Dave was my rock. When I got upset, he stayed calm. When I was worried, he said it would be ok. When I wasn’t sure what to do, he figured it out. He was completely dedicated to his children in every way – and their strength these past few days is the best sign I could have that Dave is still here with us in spirit.

Dave and I did not get nearly enough time together. But as heartbroken as I am today, I am equally grateful. Even in these last few days of completely unexpected hell – the darkest and saddest moments of my life – I know how lucky I have been. If the day I walked down that aisle with Dave someone had told me that this would happen – that he would be taken from us all in just 11 years – I would still have walked down that aisle. Because 11 years of being Dave Goldberg’s wife, and 10 years of being a parent with him is perhaps more luck and more happiness than I could have ever imagined. I am grateful for every minute we had.

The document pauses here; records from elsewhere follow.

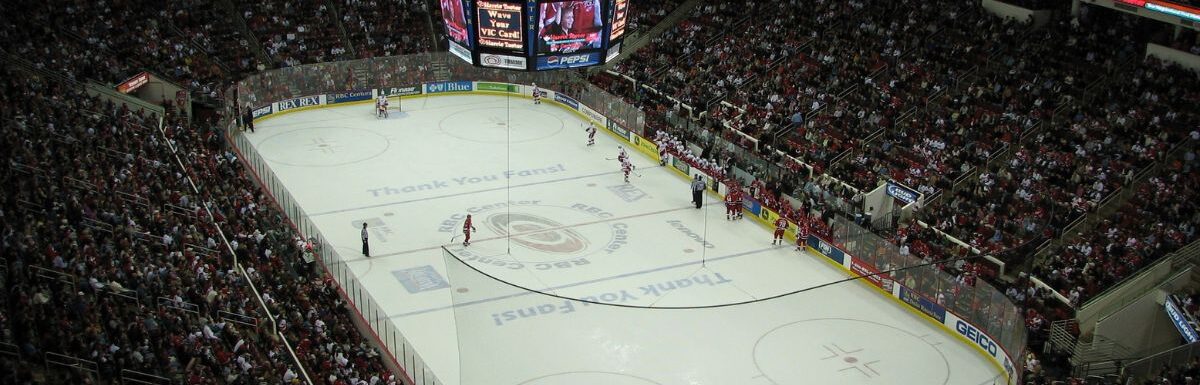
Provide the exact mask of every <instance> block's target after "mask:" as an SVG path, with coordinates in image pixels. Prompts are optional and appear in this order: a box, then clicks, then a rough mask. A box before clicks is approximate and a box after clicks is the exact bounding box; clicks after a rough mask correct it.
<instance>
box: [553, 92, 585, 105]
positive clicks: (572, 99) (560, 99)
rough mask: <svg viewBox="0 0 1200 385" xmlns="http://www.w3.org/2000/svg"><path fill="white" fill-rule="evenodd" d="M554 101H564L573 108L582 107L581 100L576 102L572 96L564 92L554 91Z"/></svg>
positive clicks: (564, 102) (567, 104)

As we put the love of my life to rest today, we buried only his body. His spirit, his soul, his amazing ability to give is still with it. It lives on in the stories people are sharing of how he touched their lives, in the love that is visible in the eyes of our family and friends, in the spirit and resilience of our children. Things will never be the same – but the world is better for the years my beloved husband lived.

Among those at Tuesday’s memorial in the heart of Silicon Valley were Hewlett-Packard’s chief executive, Meg Whitman, LinkedIn’s CEO, Jeff Weiner, prominent tech investor Reid Hoffman, along with Yelp chief executive, Jeremy Stoppelman, and PayPal co-founder Max Levchin.

U2 vocalist Bono sang before an audience that included Facebook’s Mark Zuckerberg, film director George Lucas and a host of tech company founders, executives and financiers.

Afterward, mourners emerged teary-eyed from Stanford University’s Memorial Auditorium, many wearing Minnesota Vikings paraphernalia to commemorate the NFL team loved by Goldberg, a Minneapolis native.